LES RÉSEAUX D’AGENCES SONT PRÉOCCUPÉES PAR LES GAFA
Plongée dans un environnement traditionnel et publicitaire, réduite à l’état de canal ou de métier, l’agence digitale se conformera et perdra son caractère. Choc des cultures, difficulté d’intégration et finalement départ des forces vives de l’agence acquise caractérisent la digestion. Au mieux, l’objet se maintient dans un recoin de l’environnement. Marginalisé qu’il est, donc marginalisable, il luttera pour sa survie, dépensant inutilement énergie et créativité. Il rentrera dans le rang. Et c’est bien normal, la culture publicitaire et le poids du média dominent les réseaux. La préoccupation des agences globales n’est plus spécialement de se digitaliser, mais de faire face aux GAFA, avec lesquels ils entrent en concurrence frontale sur le marché de l’activation du consommateur. La raison – et la nature – du problème en est bien simple : les GAFA sont connectés au public, ce qui n’est pas le cas des réseaux ! Car pendant ce temps, que font les gens ? Il est bon de rappeler que le coeur du sujet est et reste celui qui a le porte-monnaie, c’est-à-dire le consommateur. Le métier d’agence a toujours été de comprendre l’air du temps et de connecter les clients aux gens. C’est encore plus vrai aujourd’hui. Les gens ont changé, eux. Ils ont adopté le digital et y ont trouvé un sens. Ils s’en servent, notamment et surtout pour se connecter entre eux. Cela fait une décennie que l’on sait que l’enjeu du digital, ce n’est pas d’être dessus, mais de faire partie d’une société d’individus connectés. Le digital est une culture, elle relie les gens. C’est une question de relation, pas une question de poids du média ou de réclame. Comme le disait en 2009 Trevor Edwards, le président de Nike, « notre travail n’est pas d’engraisser les médias.
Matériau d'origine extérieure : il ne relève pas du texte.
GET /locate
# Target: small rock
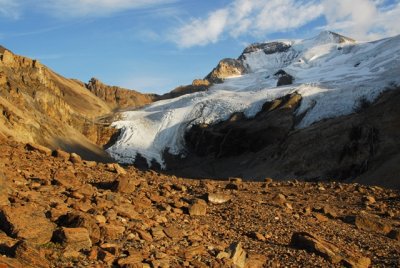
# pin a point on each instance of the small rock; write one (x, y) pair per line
(173, 233)
(66, 178)
(62, 154)
(120, 170)
(237, 254)
(218, 198)
(145, 235)
(28, 254)
(369, 199)
(279, 199)
(74, 158)
(74, 239)
(394, 234)
(124, 184)
(26, 222)
(369, 223)
(39, 148)
(194, 251)
(112, 231)
(198, 208)
(329, 251)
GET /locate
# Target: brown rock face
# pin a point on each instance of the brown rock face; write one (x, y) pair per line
(361, 145)
(26, 222)
(328, 250)
(117, 97)
(75, 239)
(42, 107)
(224, 69)
(198, 208)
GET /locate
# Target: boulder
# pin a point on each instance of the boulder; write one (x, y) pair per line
(74, 239)
(369, 223)
(218, 198)
(29, 255)
(329, 251)
(237, 254)
(75, 220)
(26, 222)
(39, 148)
(198, 208)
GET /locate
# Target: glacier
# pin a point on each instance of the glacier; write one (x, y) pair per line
(331, 74)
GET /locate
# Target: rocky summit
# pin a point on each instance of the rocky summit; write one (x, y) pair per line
(58, 210)
(274, 159)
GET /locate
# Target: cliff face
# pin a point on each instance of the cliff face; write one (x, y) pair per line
(362, 146)
(117, 97)
(38, 105)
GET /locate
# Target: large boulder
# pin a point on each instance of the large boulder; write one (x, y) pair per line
(26, 222)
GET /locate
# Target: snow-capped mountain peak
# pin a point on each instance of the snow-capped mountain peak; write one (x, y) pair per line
(331, 73)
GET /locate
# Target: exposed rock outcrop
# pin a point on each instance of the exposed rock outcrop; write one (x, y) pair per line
(226, 68)
(362, 146)
(117, 97)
Notre travail est de nous connecter à nos clients ». Celui-ci présenta ensuite alors le FuelBand, ce bracelet connecté pour le sport. L’ADN d’une agence digitale se situe ainsi dans sa capacité à comprendre le consommateur connecté, et à se relier à lui à travers des expériences qui font sens.
LE NUMÉRIQUE ÉXIGE UN ÉTAT D’ESPRIT
La digitalisation n’est pas une affaire de technologie ou de compétences. C’est une culture qui se traduit par une attitude dans le business, avec des modes d’organisation et de fonctionnement très différents du monde d’avant. C’est un état d’esprit. La culture digitale n’est pas soluble dans celle de la réclame, celle du siècle précédent. Ce que fait une agence digitale, c’est de réellement connecter la marque à ses clients. Elle n’est pas seulement digitale, elle est simplement en phase avec l’air du temps. Sa préoccupation n’est pas de vendre d’abord et avant tout de l’espace. Sa qualité est de créer les conditions de la relation. C’est une satisfaction partagée. Si l’on raisonne en termes d’expérience, la réflexion ne doit pas être orientée par le métier. Elle doit s’exprimer dans un contexte de parfaite neutralité au regard des canaux et des moyens. Pour faire du digital, il faut tellement de compétences qu’il est obligatoire d’avoir une approche neutre en termes de métier.
RÉUSSIR SA PROPRE MUTATION
Ce qui doit relier la marque et ses clients prime sur tout. Prise comme un métier qu’elle n’est pas et confrontée à d’autres métiers mieux installés dans les réseaux, l’agence digitale perd son sens. C’est la même chose avec le client, qui ne raisonne plus en canaux mais en expérience globale de la marque, une et indivisible. Le reste n’est que des moyens et surtout pas la fin.